If you have time to do a No Agenda meet-up, you probably have time to record a show for HPR.
Enough said.
The second one was the episode that I recorded about the Z80 membership card.
I got the link to that show, got posted on a site called Two Stop Bits.
Two Stop Bits is kind of a hacker news, kind of news.
People throw links up and things that they think are appropriate and interesting.
And Two Stop Bits is about retro computing.
So that showed it up there, and a guy, I'm assuming it's a guy, BX Parks, he left the comment,
and his comment was that he doesn't like podcasts.
He thinks they're too slow for the data.
He gives some words per minute stuff, and that's fine, that's his opinion.
He then proceeds to write a long post about the Z80 membership card.
And he then, I would go to another site, and there's somebody that posted something about fourth,
the language fourth.
And he posted there that he thought fourth was terrible, that it's unusual,
and not only that nobody ever does anything useful with fourth.
So this episode is about me doing something useful with fourth.
And what it is is dumping the prom from an old 1990s single board computer.
And so this continues my mania of trying to learn more about Z80 computers,
and eventually building my own Z80 computer.
I know it's nothing new, but I've never done it, so it's new to me.
And there's no episodes about this in HPR from what I can tell.
So I got this device via eBay, KGG through people up in Canada,
and I paid $20, that's about $700 Canadian dollars, and for the device.
And it's a cool little computer.
It's got sort of a cyberdeck kind of feel to it.
It's got actually a kind of a decent keyboard.
It's got a little one-line character LCD that's not very good.
And it's got a part for adding cartridges.
It's got some built-in programming.
It's got some games and some typing tutor.
It has a basic interpreter on it, so you can actually do some programming on it.
And so to me, it's a device that seems like it would be cool to do some changes.
Mostly, the first thing I would love to do is
swap out that single-line LCD for maybe a 20 by 4,
or even I've got some 4 by 40 character LCDs, big ones.
Something like that would make it kind of cool, and then figure out how to store files
on some other peripheral, et cetera, et cetera.
So the place to start with a device like this,
well, there's a million places to start.
The place I decided to start was to figure out
what the underlying programming, what's built into the device.
And when I opened it up, I'm not surprised.
It's got a read only memory, which was pretty sure
would have all of the code necessary to run all of the games and all that stuff.
And so what I looked at the device, and it's a very neatly laid out
single-sided PC board.
And all of the devices, there's no secret devices.

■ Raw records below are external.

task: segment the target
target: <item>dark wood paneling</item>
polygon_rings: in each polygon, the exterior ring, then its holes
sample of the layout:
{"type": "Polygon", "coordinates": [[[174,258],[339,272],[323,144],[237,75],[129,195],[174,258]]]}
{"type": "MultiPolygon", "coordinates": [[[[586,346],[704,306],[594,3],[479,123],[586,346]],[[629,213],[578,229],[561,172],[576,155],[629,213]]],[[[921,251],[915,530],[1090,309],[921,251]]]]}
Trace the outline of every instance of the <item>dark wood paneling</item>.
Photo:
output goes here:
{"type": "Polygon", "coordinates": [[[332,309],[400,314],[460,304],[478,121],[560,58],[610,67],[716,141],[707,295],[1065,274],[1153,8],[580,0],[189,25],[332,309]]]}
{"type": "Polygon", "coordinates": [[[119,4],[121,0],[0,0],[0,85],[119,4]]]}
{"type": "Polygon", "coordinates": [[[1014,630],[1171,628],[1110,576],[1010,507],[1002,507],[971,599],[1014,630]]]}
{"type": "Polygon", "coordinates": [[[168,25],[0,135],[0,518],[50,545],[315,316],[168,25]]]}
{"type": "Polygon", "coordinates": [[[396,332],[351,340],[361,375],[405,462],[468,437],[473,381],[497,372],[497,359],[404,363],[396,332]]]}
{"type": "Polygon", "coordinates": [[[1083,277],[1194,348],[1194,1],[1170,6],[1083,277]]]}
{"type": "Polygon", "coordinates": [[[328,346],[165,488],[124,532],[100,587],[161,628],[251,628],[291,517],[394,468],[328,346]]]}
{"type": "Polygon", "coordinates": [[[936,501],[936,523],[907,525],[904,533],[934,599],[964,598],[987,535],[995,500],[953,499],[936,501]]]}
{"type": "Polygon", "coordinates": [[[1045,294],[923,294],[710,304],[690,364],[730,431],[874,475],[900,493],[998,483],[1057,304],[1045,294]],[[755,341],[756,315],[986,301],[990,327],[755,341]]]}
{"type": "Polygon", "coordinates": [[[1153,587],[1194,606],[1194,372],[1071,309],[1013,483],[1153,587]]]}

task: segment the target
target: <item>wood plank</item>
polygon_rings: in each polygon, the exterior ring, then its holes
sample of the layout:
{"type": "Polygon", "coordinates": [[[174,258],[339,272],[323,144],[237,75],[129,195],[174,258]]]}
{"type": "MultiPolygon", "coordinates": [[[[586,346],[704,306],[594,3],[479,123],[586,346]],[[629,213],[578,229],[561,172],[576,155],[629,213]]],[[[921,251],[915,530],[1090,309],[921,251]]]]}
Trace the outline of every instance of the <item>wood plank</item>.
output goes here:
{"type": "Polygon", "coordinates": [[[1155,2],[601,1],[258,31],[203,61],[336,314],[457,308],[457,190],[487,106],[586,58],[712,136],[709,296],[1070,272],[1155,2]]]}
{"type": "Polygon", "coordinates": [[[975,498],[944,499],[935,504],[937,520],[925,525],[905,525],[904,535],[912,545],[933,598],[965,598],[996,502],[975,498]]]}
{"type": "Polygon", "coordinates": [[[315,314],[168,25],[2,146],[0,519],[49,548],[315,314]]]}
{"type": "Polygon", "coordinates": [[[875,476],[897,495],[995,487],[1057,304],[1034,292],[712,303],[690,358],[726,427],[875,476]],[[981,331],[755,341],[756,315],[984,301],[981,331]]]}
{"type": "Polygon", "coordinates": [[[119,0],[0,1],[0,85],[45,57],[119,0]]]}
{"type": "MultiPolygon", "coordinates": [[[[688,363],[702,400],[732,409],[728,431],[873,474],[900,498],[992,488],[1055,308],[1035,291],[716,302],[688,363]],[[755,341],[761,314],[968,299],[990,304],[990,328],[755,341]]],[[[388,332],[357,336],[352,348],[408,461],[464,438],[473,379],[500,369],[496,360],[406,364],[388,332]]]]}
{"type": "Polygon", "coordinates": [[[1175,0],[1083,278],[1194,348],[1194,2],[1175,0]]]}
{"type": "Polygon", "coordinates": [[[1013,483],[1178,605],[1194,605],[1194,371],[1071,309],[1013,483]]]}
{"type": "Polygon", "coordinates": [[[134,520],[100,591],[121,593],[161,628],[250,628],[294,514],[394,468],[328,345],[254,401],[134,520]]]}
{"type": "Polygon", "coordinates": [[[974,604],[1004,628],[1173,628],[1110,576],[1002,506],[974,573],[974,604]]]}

Nothing with names scratched off like they do now,
because this was in the 90s when people were cool.
And so the prime on the device, and yes, it's a prime,
is a TC53100CP, so first off, proms.
So, prom is a kind of read-only memory.
The difference between a ROM and a prom is a ROM
is manufactured with the code built-in,
whereas a prom is a sort of a generic device that is programmed,
but can only be programmed one time.
And unlike other, you're probably more,
what you hear about more now is e-proms, where they're electrically
erasable proms, so you can read them, write them,
erase them, put a new stuff on them.
This is not that kind of device.
It's a one-time done, one- once programmed, and that's done.
But fortunately, it's a pretty easy pin to access to.
It's a, in a dip package, dual-in-line package, a 28-pin device,
and there are all kinds of e-prom readers out there.
Some of them are pricey, some of them are less pricey.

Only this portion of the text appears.